Kruger never tried to copy any of the mannerisms of actresses from the 1940s, but they did serve to inspire her performance. To Kruger, what was most important was getting Bridget's presence in each scene correct and showing she was, rightly so, the center of attention. "You also have to see from the first line she says a fierce intelligence in her because if you don't believe she's the mastermind of this whole Operation Kino thing and that she was actually going to be able to pull that off, the whole character, that whole part falls flat. She had to have this cold intelligence. It was kind of a complex thing to do," said Kruger.
Getting Physical
Diane Kruger has starred in action films before (National Treasure, Troy) however her characters in those movies never go through the physical beating Kruger goes through in Inglourious Basterds. It was a new experience for Kruger and one she totally enjoyed. "It's so fun and it kind of takes so much energy. I didn't realize you had to play like you're in extreme pain," said Kruger. "It was tough. I have to say I was exhausted after this movie. I've never been allowed to be this tough. I really wanted to go above and beyond, because most people when they look at me they go, 'Oh, she's this dainty thin little Twiggy girl.' Yet I'm not like that personally at all. I see myself as much more of a tomboy, and I think that's what Quentin saw in me. I had to step up. I had to be tough and one of the guys. There's no complaining from my side. My foot gets stuck to the thing...the movie blood is so sticky when it gets hot and, you know, Quentin's like, 'More blood, blood, blood, blood...!' So at the end of the night, it was like a 12, 13 hour day and I swear to you I could not physically lift my leg up from that table. It took them 20 minutes to water it down. It's like a full on wax - no hair will ever grow on that side of my leg! It's a good thing, I guess, a funny strip."

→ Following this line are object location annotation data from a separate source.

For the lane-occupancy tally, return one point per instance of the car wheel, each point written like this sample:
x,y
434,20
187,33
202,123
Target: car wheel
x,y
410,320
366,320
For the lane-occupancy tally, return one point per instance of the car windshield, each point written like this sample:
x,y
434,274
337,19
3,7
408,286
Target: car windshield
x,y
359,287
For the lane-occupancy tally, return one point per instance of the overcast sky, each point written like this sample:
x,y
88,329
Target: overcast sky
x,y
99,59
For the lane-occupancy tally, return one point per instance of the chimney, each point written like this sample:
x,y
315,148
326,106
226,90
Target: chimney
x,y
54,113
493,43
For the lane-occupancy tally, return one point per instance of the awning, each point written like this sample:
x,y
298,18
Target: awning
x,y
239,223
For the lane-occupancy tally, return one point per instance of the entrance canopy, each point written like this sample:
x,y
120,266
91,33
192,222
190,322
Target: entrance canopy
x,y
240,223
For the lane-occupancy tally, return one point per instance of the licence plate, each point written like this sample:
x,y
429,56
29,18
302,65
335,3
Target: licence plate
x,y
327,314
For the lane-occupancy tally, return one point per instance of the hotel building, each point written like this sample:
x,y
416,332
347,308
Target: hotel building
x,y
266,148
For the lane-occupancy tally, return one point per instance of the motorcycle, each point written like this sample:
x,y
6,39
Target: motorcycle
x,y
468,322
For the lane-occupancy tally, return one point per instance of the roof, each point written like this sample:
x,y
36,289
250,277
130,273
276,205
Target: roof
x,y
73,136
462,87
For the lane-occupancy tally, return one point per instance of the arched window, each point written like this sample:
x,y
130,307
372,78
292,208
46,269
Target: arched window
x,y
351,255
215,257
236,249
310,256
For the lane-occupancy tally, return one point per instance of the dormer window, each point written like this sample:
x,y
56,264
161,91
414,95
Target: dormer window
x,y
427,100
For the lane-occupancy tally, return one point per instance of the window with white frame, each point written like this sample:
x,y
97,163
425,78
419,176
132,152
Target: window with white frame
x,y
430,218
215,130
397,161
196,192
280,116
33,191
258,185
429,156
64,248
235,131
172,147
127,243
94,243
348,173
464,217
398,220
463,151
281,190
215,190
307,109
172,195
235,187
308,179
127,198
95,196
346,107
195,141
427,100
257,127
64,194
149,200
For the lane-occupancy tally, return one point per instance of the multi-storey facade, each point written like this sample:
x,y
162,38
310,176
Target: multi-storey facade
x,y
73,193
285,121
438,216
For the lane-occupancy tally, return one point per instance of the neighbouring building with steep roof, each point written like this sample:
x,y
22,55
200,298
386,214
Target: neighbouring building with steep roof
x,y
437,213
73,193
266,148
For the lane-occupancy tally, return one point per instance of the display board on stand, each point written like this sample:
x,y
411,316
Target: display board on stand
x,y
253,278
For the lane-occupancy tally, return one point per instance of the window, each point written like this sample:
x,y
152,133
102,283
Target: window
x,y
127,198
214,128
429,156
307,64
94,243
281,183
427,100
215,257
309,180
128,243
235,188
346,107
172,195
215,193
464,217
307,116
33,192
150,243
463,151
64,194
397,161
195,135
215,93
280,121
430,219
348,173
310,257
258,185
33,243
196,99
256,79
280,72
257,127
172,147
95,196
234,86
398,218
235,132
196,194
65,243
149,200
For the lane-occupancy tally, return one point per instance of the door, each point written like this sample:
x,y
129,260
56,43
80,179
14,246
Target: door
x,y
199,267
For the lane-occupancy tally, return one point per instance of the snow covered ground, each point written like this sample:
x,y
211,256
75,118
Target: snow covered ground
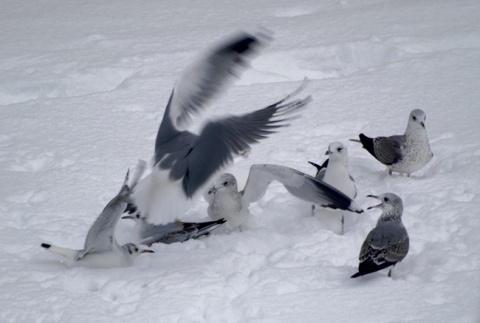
x,y
83,86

How Will Inglourious Basterds Play in Germany?
Kruger believes her countrymen and women will embrace Tarantino's rewriting of their history. "You know what? I know it plays really well because we went to a premiere there two weeks ago," offered Kruger. "It's a funny thing that you know a lot of journalists everywhere have asked the same question, and it's kind of confusing to me because we don't to hang on to go old Adolf any longer than the rest of the world. And if we could at this point... It's such a shadow in Germany, and generations after the war that had nothing to do with it. If we could, we would have liked to have gotten rid of him a long time ago. People were cheering when he gets shot."* * * * *
Inglourious Basterds hits theaters on August 21, 2009 and is rated R for strong graphic violence, language and brief sexuality.